Entre alguns dos bens, uniformes e armas capturados pelos ucranianos estava um diário pertencente a um dos russos mortos na batalha. Sargento da cidade de Kemerovo, na Sibéria, ele havia escrito uma carinhosa carta de despedida para sua esposa. “Talvez eles sentiram que algo estava por vir”, disse o tenente Mikheichenko.
O tenente forneceu fotografias de algumas das entradas do diário ao The New York Times. O sargento também escreveu sobre um ataque malsucedido dos russos a Mariupol e a terrível experiência de ficar sob fogo de artilharia das forças ucranianas. No dia seguinte, ele escreveu: “Disseram que haveria outro assalto. Eu realmente não quero ir, mas o que fazer?”
Ele também escreveu sobre saques de soldados russos. “Os caras foram para os apartamentos e trouxeram sacolas grandes. Saqueando em toda a sua glória”, escreveu ele. “Alguns levaram apenas o que precisavam e alguns levaram tudo, de um aparelho de televisão antigo a uma grande TV de plasma, computadores e álcool caro.”
Entregar uma derrota aos russos foi de particular importância para a 53ª Brigada. No início da guerra, em fevereiro, a brigada estava defendendo a cidade de Volnovakha, que guarda uma estrada estratégica para Mariupol. Mas em meados de março eles foram forçados a ceder a cidade e recuar cerca de 32 quilômetros, perdendo até mesmo Pavlivka.
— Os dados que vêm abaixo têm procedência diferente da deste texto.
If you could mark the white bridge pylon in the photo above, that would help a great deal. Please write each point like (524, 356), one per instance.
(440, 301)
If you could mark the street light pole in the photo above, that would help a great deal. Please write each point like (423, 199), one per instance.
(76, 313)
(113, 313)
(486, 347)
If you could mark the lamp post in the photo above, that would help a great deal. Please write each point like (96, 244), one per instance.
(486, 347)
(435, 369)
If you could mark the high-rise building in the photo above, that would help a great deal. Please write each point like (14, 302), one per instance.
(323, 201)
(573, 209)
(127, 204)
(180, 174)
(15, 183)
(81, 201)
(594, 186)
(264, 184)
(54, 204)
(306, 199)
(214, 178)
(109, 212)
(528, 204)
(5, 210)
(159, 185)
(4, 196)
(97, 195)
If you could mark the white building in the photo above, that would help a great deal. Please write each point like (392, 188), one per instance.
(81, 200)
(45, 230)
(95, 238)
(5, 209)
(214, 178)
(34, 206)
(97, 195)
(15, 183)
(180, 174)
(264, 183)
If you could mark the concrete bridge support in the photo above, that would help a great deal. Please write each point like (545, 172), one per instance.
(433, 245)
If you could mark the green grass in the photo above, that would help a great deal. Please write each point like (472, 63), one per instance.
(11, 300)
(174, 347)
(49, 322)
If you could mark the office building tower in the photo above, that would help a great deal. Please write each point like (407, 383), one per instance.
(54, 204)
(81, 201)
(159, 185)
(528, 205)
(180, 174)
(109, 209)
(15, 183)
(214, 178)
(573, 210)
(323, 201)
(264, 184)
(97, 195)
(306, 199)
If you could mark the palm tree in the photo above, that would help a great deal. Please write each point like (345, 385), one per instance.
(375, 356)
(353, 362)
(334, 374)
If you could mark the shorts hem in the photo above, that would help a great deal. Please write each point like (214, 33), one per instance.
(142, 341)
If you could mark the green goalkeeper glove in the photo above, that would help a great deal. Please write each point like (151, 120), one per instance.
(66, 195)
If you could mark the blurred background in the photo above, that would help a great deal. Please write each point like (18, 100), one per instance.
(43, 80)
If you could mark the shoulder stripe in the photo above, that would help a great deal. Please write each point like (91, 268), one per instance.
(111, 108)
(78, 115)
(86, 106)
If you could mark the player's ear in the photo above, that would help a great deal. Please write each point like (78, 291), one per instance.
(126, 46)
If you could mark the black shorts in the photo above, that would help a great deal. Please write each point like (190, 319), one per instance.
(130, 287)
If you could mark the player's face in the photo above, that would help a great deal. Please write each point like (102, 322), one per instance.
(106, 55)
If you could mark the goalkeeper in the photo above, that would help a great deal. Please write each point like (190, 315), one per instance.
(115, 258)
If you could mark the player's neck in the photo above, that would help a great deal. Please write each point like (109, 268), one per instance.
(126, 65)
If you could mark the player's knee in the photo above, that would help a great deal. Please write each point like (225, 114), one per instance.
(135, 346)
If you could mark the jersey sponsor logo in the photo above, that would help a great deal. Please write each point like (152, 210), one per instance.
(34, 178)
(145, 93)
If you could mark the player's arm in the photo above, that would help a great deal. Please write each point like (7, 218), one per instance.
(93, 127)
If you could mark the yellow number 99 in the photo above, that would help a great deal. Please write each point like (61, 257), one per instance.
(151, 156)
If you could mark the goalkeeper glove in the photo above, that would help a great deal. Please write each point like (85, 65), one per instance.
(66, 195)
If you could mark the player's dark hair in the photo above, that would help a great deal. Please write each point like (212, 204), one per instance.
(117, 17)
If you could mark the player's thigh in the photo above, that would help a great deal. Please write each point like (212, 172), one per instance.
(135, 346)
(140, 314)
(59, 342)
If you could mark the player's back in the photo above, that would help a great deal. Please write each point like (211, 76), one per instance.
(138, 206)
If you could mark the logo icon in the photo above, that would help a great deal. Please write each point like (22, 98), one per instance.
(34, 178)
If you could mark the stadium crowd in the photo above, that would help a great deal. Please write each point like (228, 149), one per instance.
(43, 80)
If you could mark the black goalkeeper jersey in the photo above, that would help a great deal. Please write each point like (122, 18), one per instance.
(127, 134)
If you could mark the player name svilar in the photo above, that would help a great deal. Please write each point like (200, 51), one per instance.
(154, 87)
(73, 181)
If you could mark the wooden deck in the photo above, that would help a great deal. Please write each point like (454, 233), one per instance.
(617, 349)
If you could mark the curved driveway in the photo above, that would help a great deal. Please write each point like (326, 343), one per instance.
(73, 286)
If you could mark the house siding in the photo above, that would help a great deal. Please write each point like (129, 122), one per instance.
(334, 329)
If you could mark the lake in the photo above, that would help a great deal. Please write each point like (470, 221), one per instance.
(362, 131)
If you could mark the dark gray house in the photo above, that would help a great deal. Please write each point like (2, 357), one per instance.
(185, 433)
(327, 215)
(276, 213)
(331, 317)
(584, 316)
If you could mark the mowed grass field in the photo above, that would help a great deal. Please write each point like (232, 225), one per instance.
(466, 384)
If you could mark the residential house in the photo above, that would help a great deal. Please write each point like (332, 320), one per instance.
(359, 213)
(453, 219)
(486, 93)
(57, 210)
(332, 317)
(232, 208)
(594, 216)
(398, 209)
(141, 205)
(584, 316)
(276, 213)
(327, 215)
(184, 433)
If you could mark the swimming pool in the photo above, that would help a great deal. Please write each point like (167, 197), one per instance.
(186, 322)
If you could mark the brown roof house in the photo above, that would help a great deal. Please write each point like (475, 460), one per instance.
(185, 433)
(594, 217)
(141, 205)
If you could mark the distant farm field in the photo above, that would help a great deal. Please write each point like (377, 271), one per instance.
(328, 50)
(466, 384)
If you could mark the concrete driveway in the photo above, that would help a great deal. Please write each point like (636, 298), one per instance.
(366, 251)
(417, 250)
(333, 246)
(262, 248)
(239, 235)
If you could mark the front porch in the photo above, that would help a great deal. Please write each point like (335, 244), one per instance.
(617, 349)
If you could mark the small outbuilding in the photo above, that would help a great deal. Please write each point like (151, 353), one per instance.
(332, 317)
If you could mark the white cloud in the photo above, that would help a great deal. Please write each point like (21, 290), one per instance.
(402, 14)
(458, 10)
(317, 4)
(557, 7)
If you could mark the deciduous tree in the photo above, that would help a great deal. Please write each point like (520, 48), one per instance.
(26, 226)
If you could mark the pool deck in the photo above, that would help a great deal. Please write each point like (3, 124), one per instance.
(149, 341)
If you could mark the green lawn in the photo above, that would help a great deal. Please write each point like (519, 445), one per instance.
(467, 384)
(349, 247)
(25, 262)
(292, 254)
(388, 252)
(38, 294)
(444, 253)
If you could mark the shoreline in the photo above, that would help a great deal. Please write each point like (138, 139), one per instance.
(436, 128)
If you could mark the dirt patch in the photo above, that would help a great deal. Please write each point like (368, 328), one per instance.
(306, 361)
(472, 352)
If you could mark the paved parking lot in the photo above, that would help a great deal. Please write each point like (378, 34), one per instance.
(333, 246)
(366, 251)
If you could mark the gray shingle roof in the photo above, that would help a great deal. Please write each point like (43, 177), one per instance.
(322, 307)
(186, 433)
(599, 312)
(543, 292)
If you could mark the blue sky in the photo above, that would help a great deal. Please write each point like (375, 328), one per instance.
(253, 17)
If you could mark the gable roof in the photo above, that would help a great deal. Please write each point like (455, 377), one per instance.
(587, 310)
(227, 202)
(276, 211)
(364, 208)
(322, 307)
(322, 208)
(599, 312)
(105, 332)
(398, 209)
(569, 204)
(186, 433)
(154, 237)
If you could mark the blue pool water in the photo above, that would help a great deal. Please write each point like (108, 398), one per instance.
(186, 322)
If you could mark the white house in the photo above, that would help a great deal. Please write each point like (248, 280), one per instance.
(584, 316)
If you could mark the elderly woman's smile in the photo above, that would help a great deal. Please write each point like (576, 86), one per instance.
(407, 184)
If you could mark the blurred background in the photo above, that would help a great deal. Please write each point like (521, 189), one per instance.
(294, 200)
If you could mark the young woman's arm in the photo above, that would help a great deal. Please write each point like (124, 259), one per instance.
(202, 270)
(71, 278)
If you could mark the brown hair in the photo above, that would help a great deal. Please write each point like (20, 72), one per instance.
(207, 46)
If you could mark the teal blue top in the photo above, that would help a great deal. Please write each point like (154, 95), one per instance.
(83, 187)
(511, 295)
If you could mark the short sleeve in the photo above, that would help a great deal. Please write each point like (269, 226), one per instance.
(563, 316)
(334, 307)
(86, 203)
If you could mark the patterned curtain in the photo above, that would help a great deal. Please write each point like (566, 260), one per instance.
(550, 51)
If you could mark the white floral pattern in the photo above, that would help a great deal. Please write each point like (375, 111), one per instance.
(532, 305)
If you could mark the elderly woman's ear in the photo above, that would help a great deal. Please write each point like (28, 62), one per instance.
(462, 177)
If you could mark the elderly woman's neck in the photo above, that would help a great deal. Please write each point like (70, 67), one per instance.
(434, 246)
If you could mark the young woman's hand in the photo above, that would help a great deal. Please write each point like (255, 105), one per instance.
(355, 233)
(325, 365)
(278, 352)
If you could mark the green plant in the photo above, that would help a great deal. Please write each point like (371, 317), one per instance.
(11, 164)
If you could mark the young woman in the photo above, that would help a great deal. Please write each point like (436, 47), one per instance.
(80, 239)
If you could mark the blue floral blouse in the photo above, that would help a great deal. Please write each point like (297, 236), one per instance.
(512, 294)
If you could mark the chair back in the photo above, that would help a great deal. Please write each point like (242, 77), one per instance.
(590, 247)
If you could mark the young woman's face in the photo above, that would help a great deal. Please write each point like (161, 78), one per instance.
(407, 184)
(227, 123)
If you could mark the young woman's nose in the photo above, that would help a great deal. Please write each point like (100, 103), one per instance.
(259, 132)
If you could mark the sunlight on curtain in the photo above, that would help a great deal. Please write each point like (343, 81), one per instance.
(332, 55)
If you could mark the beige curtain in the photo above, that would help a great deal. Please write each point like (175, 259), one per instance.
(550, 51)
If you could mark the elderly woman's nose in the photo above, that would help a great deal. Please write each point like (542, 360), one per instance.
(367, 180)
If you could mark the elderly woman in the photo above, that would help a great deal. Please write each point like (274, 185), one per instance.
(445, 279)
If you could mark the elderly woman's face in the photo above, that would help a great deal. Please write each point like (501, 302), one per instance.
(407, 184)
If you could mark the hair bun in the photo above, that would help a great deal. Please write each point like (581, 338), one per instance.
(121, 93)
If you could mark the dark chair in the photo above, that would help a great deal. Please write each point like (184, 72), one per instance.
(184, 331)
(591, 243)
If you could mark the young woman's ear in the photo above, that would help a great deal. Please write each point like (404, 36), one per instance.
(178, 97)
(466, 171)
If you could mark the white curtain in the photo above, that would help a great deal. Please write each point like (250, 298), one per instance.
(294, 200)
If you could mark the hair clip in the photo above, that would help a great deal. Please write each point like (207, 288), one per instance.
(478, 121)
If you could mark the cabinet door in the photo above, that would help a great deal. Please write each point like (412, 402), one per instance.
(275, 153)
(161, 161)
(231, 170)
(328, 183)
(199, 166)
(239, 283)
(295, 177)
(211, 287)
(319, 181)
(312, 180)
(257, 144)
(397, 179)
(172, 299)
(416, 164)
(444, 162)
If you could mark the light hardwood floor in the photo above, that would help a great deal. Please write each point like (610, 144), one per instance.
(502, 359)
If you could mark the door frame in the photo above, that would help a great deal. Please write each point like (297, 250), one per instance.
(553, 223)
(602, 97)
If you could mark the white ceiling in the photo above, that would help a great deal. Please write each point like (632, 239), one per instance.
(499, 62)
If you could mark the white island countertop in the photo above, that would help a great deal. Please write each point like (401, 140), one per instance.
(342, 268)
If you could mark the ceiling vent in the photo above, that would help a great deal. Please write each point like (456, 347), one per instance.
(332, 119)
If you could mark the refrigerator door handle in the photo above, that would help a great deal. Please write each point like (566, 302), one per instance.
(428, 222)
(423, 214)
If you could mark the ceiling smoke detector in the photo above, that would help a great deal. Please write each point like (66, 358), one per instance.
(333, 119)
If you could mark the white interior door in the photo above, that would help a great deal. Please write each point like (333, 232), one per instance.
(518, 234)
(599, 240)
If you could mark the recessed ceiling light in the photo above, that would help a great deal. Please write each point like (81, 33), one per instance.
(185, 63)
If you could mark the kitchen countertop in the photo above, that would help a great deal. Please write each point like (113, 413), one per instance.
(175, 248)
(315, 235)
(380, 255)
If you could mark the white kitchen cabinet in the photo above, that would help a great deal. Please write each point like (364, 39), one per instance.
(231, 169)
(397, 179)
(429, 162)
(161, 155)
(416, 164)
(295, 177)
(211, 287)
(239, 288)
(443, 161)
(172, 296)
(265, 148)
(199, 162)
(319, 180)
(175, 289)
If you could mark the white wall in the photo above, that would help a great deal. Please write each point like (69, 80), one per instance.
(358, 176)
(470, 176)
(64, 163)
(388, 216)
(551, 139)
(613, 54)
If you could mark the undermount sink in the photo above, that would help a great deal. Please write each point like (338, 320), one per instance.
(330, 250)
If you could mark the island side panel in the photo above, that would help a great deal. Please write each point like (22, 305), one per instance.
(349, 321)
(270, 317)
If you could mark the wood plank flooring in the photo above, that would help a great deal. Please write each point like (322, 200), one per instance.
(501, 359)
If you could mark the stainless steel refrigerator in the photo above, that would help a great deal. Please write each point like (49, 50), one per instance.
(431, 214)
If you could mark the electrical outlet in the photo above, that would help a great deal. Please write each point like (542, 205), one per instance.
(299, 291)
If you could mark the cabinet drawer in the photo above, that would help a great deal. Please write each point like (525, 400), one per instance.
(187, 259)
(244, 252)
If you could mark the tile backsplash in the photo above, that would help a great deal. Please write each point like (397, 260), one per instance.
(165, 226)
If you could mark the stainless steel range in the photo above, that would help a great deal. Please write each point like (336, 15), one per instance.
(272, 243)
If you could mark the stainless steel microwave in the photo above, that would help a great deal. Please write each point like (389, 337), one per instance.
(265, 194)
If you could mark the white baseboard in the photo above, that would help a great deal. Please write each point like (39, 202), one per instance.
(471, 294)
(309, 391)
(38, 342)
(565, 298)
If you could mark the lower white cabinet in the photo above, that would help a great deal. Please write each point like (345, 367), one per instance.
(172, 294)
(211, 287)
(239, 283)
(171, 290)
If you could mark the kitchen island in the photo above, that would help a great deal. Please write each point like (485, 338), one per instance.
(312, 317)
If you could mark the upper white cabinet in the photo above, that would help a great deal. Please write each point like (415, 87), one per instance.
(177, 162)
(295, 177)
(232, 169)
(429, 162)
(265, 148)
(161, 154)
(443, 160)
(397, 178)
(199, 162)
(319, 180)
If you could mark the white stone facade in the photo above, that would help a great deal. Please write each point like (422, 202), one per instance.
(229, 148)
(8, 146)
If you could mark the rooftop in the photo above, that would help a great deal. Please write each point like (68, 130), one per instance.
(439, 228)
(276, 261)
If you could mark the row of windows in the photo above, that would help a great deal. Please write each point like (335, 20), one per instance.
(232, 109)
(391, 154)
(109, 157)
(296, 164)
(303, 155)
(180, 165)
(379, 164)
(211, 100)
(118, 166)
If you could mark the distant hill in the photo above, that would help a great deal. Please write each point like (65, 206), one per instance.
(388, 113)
Eles voltaram para a cidade de Vuhledar, um conglomerado praticamente deserto de prédios de apartamentos onde alguns moradores cercados abraçam as portas e cozinham em fogueiras nos pátios. Sem eletricidade ou água corrente, eles disseram que dependiam do exército para suprimentos e proteção contra ladrões.
Um mineiro aposentado chamado Volodymyr, de 65 anos, estava sentado em um banco no pátio do lado norte de um prédio que, segundo os moradores, está mais protegido da artilharia russa. “Não pensei em ir embora”, disse. “Minha esposa está enterrada aqui e eu vou descansar com ela.”
Apesar da destruição, Pavlivka forneceu um impulso necessário, disse Kryha. “Revertemos, retrocedemos, retrocedemos”, disse ele. “Então nos levantamos e paramos. Ganhamos força e recursos. As pessoas ganharam mais experiência. Agora eles perceberam que realmente podem lutar.”
Kamila Hrabchuk contribuiu com reportagem de Kurakhove, Ucrânia.